Abstract Background: Supplementation with 1,25(OH)2D3 alone doesn't benefit hepatocellular carcinoma (HCC) patients. LL-37, part of innate immunity, and its impact on HCC progression via macrophages, as well as its interaction with 1,25(OH)2D3, remain unclear. Methods: HCC/macrophage co-cultures in vitro was applied and the M1/M2 polarization from THP-1-derived macrophages was identified by qRT-PCR, Western blot, immunofluorescence staining and ELISA assays.
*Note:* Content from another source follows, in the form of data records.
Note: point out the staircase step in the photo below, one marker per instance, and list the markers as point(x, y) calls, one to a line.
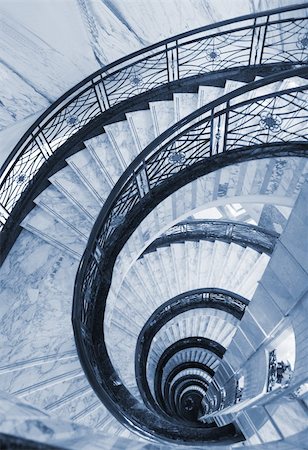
point(51, 230)
point(162, 116)
point(142, 128)
point(91, 175)
point(106, 158)
point(55, 203)
point(184, 104)
point(122, 141)
point(68, 182)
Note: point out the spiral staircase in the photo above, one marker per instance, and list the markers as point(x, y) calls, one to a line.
point(130, 317)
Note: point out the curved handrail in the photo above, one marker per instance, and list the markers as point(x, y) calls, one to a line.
point(225, 230)
point(227, 301)
point(151, 178)
point(252, 40)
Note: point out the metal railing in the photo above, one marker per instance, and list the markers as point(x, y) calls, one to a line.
point(246, 234)
point(229, 130)
point(267, 38)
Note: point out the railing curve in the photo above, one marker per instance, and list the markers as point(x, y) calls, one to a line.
point(264, 38)
point(246, 234)
point(227, 131)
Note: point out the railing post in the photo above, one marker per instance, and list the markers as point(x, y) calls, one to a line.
point(172, 58)
point(258, 41)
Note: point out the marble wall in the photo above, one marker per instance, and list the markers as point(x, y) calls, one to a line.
point(47, 47)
The effect of 1,25(OH)2D3 -LL-37 axis on HCC cells (PLC/PRF-5 and Huh7) was detected by proliferation, colony formation, and invasion assays. A HCC/macrophage co-xenograft model tested suramin's targeting of TAMs for 1,25(OH)2D3 therapy. Results: LL-37 expression rose in HCC/macrophage co-culture. LL-37 overexpression boosted macrophage recruitment, M2 polarization, and Akt/mTOR, JAK/STAT3 pathway activation, enhancing HCC cell viability, migration, invasion. 1,25(OH)2D3 increased hCAP18/LL-37 levels in vitro and in xenografted mice, involving the vitamin D receptor. 1,25(OH)2D3 also increased macrophage recruitment, M2 polarization. Suramin blockade of LL-37 eliminated 1,25(OH)2D3-induced effects, enhancing its anticancer activity in vivo. Conclusions: LL-37 contributes to a 1,25(OH)2D3-induced immunosuppressive microenvironment by TAM regulation, limiting 1,25(OH)2D3 efficacy in HCC. Combining 1,25(OH)2D3 with suramin may enhance anticancer effects, potentially benefiting HCC patients.